わたしはダンボールの中からプラスチックパックに入ったカットパインを取り出す。ぱかりと蓋を開けて、新たな竹串をぷす、と刺して骸さんに突き出すと、骸さんはさらに爽やかな微笑みをわたしに向けた。


「ぶち殺しますよ」
「丁重にすみませんでした」


わたしがさっと竹串を持った手を引こうとすると、骸さんの綺麗な手がそれを掴んで遮った。突然触れた体温にわたしがどきどきと胸を鳴らしている間に、骸さんはさっとわたしから竹串を奪って、チョコへこれまたさっとくぐらせて口の中にパイナップルを放り込んだ。


「………普通ですね」
「……ちょっとおいしかったんですね骸さん」
「違いますよ」
「ふっふっふ」
「……もういいです」


骸さんはまたぷす、とパイナップルに竹串を刺してチョコフォンデュをし始めた。うん、なかなか楽しんでいるようなのでいいのではなかろうか。わたしは満足満足とにやりと笑って、バナナにぷすりと自分の竹串を刺すと、ごくりと口の中のパイナップルを飲み込んだ骸さんの声が、少し薄暗くなってきた黒曜ランドの中で響いた。

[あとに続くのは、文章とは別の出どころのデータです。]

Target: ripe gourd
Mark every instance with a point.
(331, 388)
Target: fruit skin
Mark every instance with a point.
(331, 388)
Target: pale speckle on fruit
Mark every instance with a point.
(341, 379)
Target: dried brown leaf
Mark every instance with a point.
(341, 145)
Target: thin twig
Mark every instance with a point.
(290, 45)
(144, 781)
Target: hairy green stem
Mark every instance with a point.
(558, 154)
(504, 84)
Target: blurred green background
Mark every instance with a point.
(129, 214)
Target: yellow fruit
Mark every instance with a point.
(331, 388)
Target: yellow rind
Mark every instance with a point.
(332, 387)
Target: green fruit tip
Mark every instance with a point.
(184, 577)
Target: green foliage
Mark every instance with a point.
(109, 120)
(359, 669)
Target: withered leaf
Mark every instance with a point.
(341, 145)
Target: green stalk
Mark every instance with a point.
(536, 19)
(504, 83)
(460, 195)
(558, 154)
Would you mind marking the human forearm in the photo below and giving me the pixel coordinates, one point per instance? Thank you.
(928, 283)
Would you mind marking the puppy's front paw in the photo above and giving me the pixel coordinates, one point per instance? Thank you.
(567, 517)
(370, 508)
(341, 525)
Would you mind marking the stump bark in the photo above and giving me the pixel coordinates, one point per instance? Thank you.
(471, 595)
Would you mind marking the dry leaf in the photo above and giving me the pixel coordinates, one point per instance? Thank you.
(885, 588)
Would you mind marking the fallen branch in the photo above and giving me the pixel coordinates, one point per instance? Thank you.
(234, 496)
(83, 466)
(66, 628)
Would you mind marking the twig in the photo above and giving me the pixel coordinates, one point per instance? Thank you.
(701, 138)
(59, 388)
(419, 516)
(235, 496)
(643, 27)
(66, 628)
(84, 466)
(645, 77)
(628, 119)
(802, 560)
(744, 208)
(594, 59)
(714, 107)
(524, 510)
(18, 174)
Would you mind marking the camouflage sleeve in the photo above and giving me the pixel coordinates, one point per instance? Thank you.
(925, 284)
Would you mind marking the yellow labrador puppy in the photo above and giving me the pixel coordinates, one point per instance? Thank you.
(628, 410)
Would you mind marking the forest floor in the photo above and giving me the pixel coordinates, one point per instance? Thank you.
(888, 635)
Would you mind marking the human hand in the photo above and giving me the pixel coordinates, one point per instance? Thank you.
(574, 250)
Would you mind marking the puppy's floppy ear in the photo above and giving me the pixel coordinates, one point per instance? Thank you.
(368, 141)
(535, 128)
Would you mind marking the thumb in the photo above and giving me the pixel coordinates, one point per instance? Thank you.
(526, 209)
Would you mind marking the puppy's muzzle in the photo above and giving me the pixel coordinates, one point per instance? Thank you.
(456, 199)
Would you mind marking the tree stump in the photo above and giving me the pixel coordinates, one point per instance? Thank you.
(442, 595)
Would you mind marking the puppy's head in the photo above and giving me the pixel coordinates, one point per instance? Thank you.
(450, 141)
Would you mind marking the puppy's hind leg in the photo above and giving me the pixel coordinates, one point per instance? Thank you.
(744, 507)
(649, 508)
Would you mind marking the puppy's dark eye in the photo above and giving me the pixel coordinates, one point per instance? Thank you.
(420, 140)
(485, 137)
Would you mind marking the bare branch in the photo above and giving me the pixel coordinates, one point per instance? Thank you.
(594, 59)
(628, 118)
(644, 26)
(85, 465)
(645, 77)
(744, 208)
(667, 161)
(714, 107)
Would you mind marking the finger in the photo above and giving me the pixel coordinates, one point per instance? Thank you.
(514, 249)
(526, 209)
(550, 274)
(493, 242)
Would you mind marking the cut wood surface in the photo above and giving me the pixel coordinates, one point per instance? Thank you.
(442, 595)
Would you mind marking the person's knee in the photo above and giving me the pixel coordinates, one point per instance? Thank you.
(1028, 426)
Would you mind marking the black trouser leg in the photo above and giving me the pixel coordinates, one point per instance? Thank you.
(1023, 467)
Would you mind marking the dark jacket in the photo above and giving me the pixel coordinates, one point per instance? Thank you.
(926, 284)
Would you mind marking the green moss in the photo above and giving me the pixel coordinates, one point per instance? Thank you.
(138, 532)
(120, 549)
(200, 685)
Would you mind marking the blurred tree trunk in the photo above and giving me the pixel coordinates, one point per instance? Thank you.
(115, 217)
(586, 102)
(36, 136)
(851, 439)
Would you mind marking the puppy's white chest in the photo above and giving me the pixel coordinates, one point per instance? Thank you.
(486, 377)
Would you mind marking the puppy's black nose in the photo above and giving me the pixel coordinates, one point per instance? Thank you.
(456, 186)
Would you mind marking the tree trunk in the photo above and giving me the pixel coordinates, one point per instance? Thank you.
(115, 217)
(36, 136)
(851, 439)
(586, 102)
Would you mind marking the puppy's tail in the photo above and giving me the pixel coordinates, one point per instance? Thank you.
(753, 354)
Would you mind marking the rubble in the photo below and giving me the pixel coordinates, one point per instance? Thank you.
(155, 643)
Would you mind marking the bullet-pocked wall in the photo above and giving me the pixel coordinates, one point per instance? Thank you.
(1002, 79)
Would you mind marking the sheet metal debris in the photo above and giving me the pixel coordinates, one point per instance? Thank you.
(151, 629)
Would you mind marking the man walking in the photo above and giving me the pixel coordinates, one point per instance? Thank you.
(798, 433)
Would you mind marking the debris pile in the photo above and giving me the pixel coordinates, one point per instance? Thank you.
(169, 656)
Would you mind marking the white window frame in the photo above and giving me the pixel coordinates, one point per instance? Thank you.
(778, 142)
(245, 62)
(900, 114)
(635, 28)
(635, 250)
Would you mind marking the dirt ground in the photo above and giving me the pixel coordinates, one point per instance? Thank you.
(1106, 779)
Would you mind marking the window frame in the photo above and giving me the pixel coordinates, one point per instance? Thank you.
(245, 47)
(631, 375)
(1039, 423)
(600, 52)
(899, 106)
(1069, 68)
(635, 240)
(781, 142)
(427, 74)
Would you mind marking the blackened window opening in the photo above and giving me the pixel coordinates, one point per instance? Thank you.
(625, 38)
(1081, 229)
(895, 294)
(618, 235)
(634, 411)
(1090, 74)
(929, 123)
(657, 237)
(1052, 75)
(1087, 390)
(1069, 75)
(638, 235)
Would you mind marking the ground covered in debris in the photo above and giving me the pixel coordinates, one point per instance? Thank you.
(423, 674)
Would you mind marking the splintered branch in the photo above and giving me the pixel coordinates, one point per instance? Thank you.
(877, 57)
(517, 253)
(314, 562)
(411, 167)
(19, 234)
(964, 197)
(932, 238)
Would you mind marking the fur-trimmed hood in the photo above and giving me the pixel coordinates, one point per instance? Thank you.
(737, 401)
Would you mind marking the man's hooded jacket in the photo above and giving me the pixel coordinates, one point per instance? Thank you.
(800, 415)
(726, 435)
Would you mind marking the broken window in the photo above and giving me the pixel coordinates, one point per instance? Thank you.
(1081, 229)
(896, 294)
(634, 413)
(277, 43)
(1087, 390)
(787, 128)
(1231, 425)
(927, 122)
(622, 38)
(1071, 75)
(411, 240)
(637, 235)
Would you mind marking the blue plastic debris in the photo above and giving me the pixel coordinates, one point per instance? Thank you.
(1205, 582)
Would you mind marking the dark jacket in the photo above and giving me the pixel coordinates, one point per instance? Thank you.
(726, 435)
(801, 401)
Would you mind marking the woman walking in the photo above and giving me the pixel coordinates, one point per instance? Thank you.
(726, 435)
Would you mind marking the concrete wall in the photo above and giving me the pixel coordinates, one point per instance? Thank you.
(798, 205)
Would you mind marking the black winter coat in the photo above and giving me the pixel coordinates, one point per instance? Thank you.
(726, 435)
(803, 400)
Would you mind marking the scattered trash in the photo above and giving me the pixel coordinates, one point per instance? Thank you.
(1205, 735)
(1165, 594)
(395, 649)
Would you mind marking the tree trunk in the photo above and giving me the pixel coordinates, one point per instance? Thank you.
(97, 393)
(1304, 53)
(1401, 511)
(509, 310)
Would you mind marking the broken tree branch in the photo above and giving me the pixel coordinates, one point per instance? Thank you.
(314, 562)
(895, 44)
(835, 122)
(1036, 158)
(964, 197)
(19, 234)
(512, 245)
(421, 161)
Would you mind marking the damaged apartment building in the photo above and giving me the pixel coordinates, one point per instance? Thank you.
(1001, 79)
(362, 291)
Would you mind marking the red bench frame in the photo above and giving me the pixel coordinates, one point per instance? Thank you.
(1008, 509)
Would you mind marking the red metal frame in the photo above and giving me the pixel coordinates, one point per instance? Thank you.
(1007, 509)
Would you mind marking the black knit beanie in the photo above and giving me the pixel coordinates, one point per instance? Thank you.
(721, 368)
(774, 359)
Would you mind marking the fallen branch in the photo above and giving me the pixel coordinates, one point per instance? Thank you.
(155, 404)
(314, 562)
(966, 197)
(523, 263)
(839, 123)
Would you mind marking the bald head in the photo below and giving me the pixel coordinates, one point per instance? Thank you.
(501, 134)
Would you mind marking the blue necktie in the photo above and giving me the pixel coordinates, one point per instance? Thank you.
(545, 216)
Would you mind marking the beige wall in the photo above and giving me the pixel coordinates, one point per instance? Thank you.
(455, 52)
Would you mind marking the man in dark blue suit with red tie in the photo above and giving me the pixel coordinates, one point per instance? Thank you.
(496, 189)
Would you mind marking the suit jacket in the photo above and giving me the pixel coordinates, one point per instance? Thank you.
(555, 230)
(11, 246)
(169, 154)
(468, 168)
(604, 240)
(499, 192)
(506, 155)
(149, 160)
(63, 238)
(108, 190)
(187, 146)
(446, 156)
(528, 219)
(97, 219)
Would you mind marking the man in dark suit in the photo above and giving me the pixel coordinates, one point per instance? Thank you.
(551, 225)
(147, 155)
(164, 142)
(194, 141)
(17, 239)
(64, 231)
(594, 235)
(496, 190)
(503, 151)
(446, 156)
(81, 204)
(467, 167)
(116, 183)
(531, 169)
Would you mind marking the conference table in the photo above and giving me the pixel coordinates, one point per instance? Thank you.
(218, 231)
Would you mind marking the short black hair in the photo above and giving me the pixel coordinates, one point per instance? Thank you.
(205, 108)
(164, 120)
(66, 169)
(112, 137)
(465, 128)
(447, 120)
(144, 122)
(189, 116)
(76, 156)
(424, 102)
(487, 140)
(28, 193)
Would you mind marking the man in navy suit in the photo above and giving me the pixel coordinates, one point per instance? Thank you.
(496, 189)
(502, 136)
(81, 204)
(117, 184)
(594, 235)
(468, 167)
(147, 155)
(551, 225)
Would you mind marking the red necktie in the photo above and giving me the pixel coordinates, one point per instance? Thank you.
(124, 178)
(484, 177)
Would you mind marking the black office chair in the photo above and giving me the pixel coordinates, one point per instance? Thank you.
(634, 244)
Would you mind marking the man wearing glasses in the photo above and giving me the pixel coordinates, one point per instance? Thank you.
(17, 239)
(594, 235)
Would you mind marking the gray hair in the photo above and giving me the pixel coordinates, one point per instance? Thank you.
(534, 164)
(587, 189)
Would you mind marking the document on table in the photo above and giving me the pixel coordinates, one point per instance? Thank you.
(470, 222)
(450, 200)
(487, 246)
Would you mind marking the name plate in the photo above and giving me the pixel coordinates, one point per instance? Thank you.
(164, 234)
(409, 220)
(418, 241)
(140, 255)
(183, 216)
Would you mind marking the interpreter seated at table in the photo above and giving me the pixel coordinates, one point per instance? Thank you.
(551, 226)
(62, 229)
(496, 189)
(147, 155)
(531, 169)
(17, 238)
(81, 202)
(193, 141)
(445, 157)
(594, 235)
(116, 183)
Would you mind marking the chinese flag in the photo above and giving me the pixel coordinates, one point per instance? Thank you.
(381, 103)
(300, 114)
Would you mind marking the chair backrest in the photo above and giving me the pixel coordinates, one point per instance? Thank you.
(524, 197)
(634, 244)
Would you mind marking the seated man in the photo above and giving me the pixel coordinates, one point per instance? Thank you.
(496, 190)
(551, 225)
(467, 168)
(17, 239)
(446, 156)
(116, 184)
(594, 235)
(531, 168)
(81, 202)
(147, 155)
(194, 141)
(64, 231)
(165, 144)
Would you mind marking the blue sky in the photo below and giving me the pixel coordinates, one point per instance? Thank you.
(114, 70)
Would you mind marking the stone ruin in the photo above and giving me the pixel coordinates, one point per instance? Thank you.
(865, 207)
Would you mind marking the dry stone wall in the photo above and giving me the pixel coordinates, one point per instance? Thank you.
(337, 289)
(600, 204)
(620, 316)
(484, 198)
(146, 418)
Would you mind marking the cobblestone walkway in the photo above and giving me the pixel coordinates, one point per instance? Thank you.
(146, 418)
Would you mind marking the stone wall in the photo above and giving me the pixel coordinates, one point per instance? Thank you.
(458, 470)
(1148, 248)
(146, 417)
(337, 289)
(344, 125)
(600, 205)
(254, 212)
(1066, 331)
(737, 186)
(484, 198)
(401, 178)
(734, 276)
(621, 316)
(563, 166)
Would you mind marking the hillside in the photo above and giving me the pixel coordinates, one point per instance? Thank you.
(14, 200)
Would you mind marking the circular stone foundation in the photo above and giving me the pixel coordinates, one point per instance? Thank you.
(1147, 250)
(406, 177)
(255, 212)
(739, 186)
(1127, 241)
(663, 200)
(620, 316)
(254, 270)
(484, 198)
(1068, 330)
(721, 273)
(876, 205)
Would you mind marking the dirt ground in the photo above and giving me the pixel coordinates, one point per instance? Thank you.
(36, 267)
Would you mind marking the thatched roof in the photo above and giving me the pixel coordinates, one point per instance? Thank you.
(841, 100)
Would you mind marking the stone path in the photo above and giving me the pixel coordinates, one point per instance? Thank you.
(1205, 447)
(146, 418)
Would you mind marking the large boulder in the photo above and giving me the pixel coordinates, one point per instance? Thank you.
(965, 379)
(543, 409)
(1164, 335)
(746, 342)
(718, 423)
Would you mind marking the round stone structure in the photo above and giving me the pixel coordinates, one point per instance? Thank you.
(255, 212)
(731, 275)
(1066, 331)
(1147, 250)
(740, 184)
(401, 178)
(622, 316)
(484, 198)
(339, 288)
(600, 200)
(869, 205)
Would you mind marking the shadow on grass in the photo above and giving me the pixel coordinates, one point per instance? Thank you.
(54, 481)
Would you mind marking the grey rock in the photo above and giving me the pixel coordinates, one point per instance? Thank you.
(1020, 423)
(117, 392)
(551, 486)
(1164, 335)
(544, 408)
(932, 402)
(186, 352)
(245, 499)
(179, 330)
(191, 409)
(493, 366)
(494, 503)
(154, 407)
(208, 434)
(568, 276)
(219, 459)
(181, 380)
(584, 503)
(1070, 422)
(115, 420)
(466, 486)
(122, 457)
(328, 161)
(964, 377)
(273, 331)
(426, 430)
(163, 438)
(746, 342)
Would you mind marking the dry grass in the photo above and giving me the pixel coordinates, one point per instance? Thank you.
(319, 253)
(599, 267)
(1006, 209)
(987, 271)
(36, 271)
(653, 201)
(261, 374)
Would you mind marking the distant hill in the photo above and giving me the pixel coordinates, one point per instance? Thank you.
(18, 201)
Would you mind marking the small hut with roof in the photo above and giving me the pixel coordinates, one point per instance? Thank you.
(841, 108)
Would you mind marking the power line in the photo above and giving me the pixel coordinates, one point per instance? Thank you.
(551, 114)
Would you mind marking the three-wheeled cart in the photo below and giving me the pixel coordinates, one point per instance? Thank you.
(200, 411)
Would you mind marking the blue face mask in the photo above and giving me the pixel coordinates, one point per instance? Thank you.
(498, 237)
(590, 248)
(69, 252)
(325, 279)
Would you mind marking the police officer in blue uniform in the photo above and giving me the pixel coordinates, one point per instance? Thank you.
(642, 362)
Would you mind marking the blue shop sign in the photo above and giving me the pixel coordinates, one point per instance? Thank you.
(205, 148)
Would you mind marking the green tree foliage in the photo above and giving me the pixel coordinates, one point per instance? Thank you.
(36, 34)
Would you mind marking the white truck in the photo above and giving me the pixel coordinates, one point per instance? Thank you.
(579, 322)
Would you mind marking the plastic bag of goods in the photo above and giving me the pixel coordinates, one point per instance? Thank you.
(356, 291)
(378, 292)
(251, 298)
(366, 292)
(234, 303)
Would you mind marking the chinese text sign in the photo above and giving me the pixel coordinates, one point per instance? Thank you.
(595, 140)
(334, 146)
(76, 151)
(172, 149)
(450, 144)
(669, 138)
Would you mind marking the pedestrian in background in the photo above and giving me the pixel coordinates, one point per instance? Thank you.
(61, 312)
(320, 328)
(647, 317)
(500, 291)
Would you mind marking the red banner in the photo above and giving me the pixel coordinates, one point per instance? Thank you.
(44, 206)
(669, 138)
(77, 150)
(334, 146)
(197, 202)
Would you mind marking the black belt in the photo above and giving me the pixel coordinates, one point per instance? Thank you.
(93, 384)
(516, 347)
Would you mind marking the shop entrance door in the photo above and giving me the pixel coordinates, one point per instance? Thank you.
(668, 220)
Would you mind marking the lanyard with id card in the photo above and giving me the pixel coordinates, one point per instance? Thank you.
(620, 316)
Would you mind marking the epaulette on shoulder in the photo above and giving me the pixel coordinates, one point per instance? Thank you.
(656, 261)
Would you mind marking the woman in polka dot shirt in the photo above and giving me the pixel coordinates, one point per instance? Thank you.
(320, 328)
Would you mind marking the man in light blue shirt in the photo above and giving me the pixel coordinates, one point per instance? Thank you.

「…どうして、料理もまるで駄目な貴女が突然これを?」
「まるで駄目って失礼な!」
「この前も数珠のごとく繋がった胡瓜をお見せしてくださいましたし」
「……失礼な!」
「全て事実ですよ」


ふっと微かに笑った骸さんの表情を見て、わたしの中の苛々はすっと溶けていった。骸さんの微笑みは、ぞっとするほどこわいときもあるけれど、胸の中がふわりと温かくなるような微笑みのときだってある。わたしはいつもそれが見たくて、たとえ氷みたいに冷たいことを言われたとしても、絶対に彼はやさしいひとだって思うから、わたしは骸さんの傍から離れたくないって、いつだって思ってしまうんだ。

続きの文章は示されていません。